Keep it coming, folks -- nope, I won't skulk away.
If I can be publicly belittled at my own professional conference by Michael Berube, I figger I can stand up to anything.
More soon.
I plan to respond to Professors Singh and Kaufman in their own blogs, not only to comment on what they've written here but also to address what they presented at the MLA.
Which leaves my anonymous poster here.
I don't deny that I see this particular blog as an opportunity to "let my hair down." (I am growing it out, in fact.)
You bet I'm playful here. I tend to be playful in my other academic capacities, too, but here, absolutely.
But I'm not in any way -- and this has been the misunderstanding from the start -- _my bad_ -- interested in "credit" for this *particular blog. No, I'm interesting in the possibility of using this technology to forge something entirely different.
It's occurred to me that the term "blog" itself limits the discussion, or at least the parameters of what I'm ever-so-vaguely imagining.
I need to think about it some more.
But the great thing about blogging? Is that it allows me to say that.
In other words: wine from a box is still wine.
If you don't want to drink, then pass the bottle.
I like this post very much for the clarification it offers vis-a-vis the response to the scholarly uses of blogs. I was not at MLA in person, so I'm just reading along in the transcripts, but I was a bit taken aback by the seeming dismissal of the potential for blogs as one legitimate form of representating academic work. HUGE disclaimer here: certainly not all blogs, whether they be Kaufman's "academics who blog" or "academic blogs." But it seems obvious that there are communities of academics for whom one of the many functions of blogging is to discuss, with significant expertise, issues critical in their fields. And those same discussions happen with reference to other parts of their lives (their children, their pets, their musical predelictions).

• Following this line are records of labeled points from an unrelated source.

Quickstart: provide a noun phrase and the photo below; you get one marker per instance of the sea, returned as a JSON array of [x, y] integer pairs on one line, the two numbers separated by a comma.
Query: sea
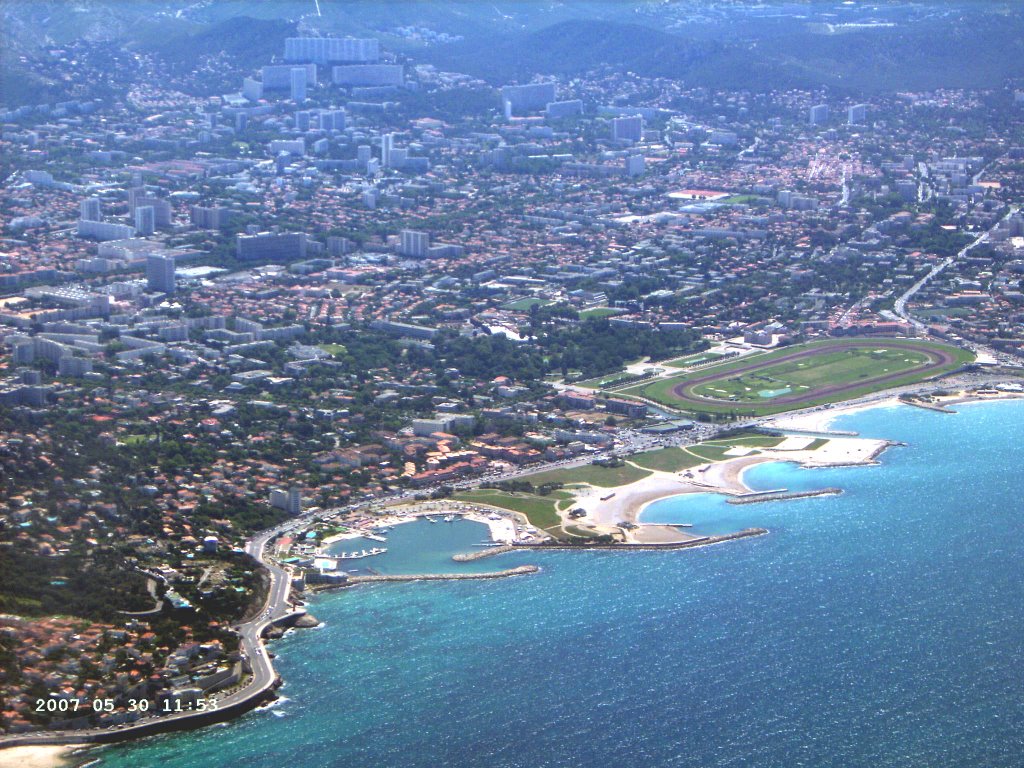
[[882, 627]]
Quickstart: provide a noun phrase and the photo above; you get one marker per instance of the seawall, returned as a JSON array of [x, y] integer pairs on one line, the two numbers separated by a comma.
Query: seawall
[[488, 552], [518, 570], [774, 497]]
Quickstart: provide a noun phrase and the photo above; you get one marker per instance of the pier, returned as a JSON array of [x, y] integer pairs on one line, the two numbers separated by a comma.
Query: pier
[[704, 541], [488, 552], [774, 496], [518, 570]]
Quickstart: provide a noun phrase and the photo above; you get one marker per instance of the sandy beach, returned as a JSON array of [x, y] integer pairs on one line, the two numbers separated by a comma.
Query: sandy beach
[[627, 502], [820, 420], [41, 756]]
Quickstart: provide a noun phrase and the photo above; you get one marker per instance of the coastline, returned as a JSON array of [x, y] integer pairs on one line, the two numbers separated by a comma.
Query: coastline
[[41, 756], [724, 476]]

If nothing else, this seems to make visible the multiple conversations, debates, and re-evaluation that scholars undertake on their way to traditional (read: book or journal article) dissemination. Sure this is service, but it's collective work, and potentially a new kind of publication. The people at Making Media Commons are all over this.
For me, the lingering question is less about how we will use and value this as a form of publication, and more about how it will eventually shift an understanding of what a successful scholarly life looks like.
THANK YOU, kfluff. Your conclusion here speaks *directly to the kind of thing I'm interested in here.
Would you were there at the MLA to have voiced this so effectively!
Thanks also for the heads-up on Making Media Commons. Will check it out post-haste.
Nice post. In case you haven't come across them, you might also check out the Institute for the Future of the Book (cf. Planned Obsolescence for a link) and John Holbo's MLA talk.